Mehmet Elçi


TAZİYE YEMEKLERİ ÜZERİNE

GELENEĞİ ANLAMAK VE YAŞATMAK


Son zamanlarda bazı kesimler, taziye yemeklerinin kaldırılması gerektiğini savunuyor. Oysa bu gelenek, geçmişten günümüze Anadolu’nun her köşesinde varlığını sürdürmüş, toplumsal dayanışmanın bir simgesi olmuştur. Bir insan hayatta bir kez ölür ve geride kalan yakınları büyük bir acı yaşar. İşte tam da bu noktada, komşular, akrabalar ve dostlar devreye girerek hem taziyede bulunur hem de gelen misafirlere yemek ikram eder.

Ancak ne gariptir ki, bazı "aydın" geçinenler, bu geleneğe karşı çıkarak taziye yemeklerini gereksiz masraf olarak görmektedir. İlginçtir ki, düğünler için yapılan devasa harcamalara, takılara, lüks düğün salonlarına ses çıkarmazlar. Oysa düğün de bir kez olur, taziye de. Düğünde binlerce lira harcamak normal görülürken, taziye yemeği vermek neden eleştirilir?

Geleneklerimize sahip çıkmayan bu zihniyet, dışarıdan gelen misafirlere "Kendi cebinizden yiyin" mi demeyi öneriyor? O zaman taziye evlerinin duvarlarına büyük puntolarla şu yazıyı asalım:

"Burada taziye yemeği verilmez.

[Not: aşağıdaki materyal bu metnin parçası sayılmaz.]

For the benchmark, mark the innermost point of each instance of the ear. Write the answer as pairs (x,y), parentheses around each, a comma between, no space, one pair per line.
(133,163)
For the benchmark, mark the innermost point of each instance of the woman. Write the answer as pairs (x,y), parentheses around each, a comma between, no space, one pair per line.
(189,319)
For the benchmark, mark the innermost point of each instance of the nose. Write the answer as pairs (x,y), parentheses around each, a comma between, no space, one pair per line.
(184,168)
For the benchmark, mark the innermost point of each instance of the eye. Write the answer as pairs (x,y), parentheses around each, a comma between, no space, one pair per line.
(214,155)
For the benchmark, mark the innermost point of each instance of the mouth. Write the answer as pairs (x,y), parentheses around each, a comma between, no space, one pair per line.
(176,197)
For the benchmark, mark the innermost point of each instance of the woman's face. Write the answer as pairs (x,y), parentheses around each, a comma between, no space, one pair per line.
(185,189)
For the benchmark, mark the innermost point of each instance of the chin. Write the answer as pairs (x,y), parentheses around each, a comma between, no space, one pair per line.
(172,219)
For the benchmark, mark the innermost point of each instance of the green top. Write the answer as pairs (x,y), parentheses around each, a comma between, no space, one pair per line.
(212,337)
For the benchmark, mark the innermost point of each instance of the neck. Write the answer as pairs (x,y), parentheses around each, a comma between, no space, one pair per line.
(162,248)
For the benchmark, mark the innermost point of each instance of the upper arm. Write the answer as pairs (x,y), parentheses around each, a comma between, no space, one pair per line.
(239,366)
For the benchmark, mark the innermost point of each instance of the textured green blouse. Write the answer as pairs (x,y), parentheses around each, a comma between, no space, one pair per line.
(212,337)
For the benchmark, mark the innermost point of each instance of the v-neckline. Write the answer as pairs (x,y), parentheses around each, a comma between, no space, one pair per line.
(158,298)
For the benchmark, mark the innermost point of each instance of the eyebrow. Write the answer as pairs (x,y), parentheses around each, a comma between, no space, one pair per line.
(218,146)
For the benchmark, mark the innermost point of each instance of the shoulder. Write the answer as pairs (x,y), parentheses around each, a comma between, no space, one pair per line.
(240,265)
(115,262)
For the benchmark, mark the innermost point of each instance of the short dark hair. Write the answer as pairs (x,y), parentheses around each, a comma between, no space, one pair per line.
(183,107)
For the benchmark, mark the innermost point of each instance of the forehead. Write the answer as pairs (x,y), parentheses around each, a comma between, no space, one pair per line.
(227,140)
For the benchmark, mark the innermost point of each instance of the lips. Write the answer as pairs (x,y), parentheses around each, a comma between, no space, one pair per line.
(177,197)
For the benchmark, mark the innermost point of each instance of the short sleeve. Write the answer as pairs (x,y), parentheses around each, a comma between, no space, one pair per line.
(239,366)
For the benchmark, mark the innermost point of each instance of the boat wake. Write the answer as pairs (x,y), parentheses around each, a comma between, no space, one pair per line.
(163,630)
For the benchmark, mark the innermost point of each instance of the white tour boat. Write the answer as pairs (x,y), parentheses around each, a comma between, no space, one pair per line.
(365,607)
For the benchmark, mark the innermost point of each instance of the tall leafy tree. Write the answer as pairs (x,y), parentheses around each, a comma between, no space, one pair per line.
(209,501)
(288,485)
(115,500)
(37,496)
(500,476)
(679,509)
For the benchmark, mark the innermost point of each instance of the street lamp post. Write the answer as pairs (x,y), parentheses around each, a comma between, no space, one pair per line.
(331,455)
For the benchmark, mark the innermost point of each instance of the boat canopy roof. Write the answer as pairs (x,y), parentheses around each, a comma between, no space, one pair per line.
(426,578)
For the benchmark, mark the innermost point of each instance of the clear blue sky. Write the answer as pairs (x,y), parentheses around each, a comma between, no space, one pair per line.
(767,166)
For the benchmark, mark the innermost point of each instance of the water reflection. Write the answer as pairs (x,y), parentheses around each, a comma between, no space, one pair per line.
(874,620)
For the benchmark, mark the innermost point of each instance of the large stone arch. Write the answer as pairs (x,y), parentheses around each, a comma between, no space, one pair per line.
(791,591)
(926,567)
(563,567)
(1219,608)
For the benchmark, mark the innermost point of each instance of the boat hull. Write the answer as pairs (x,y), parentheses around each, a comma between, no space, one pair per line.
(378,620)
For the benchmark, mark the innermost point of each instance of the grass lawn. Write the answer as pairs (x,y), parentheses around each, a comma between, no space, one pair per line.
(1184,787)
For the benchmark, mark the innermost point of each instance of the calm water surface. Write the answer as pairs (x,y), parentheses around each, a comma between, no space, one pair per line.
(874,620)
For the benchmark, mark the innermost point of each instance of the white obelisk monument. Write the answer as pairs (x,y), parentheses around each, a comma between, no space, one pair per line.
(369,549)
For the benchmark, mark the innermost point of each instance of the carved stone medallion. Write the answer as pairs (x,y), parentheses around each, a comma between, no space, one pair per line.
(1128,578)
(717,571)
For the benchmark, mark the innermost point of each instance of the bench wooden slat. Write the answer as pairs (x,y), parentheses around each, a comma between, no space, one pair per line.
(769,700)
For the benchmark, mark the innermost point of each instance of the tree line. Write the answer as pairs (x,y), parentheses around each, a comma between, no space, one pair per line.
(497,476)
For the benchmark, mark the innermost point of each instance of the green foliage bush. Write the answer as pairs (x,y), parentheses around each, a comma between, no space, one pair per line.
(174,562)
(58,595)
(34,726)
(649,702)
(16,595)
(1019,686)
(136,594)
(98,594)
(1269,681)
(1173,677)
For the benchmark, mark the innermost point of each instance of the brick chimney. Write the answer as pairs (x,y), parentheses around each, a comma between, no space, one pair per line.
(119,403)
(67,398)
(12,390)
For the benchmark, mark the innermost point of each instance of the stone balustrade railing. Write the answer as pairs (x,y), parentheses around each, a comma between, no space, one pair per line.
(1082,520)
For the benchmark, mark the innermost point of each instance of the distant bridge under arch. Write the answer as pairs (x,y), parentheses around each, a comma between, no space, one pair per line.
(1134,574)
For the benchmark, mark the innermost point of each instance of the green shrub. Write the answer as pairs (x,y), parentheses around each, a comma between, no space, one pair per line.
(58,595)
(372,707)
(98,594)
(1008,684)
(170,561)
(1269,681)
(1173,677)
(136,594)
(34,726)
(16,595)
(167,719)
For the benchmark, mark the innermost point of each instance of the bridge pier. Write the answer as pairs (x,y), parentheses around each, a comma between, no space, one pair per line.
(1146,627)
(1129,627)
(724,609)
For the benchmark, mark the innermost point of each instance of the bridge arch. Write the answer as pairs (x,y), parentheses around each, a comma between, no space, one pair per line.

Dışarıdan gelen misafirler, üç öğün yemeğinizi kendi cebinizden lokantada yiyiniz."

Bakalım, bunu yazınca nasıl bir tepki alacaklar? Gelenekleri yok etmek kolaydır ama toplumsal bağları yeniden inşa etmek zordur. Düğünlerde israf edilen paralar eleştirilmezken, acılı insanlara sunulan bir tabak yemeğe göz dikmek, asıl görgüsüzlüktür.